Eu tenho esperança de que se consiga fazer luz em Bruxelas, e aqui não estou a falar só da Madeira, estou a falar das Regiões Ultraperiféricas (RUP) no geral. Não dar uma descriminação positiva às RUP, e não lhes dar as armas, se me permite o termo, não lhes dar a cana para que possam poder pescar, condena as RUP a uma situação de dependência absoluta ad eternum, e estar aqui sempre, permita-me a expressão, estar aqui sempre de mão estendida, à espera dos fundos que virão do Orçamento do Estado ou da União Europeia.

Penso que não foi para isso que a União Europeia foi criada, penso que um dos grandes objetivos da União Europeia é a coesão social e económica, e as RUP têm que ter os mecanismos adequados e necessários para poderem captar investimentos, desenvolver as suas economias, e torna-las menos dependentes tanto dos fundos europeus como dos fundos nacionais.

Passando para uma parte mais política o PS chegou a contestar a ausência de concurso público para a concessão do CINM. Como viu essa questão?

Foi a mesma conclusão que a Comissão Europeia retirou desse processo que deveria ter havido um concurso para a atribuição da nova concessão e que não houve, e perante isto a região viu-se obrigada a comprar o capital privado, e resolver essa questão, arrumar essa questão da concessão e de não ter havido esse concurso.

Do ponto de vista pessoal, e do ponto de vista das pessoas que trabalham na empresa, isto não foi um período muito agradável.
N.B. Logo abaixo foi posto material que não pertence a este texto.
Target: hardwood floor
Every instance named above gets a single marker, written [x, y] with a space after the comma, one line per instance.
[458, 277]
Quando a concessão é renovada a nossa expetativa era de que teríamos estabilidade para poder fazer o nosso trabalho nos anos seguintes, seguindo o modelo de gestão que sempre foi seguido, e com sucesso.

A SDM sempre foi das pouquíssimas Parcerias Público Privadas (PPP) que resultaram no país, que em vez de trazer prejuízos trouxe benefícios para a região neste caso.

Sem dúvida foi visto com alguma preocupação e com alguma apreensão mas é uma questão que está ultrapassada. Estamos numa fase seguinte. A empresa agora é uma empresa pública. Nesse quadro temos que fazer o melhor trabalho possível.

Outra das acusações que se ouve com alguma regularidade era de um eventual favorecimento ao privado. Do seu ponto de vista isso alguma vez aconteceu?

Penso que essa questão do meu ponto de vista nunca aconteceu. Mas essa é uma questão que julgo já foi vista na Assembleia Regional, no inquérito parlamentar. Penso que já foi respondido por quem de direito, nomeadamente pelas pessoas que estiveram à frente da SDM durante esse período, e também pelo próprio Governo Regional.

Penso que é uma questão que já está arrumada.

Acha que já está complemente esclarecida essa questão?

Sim. Está ultrapassada. O que interessa agora é olhar para o presente e para o futuro.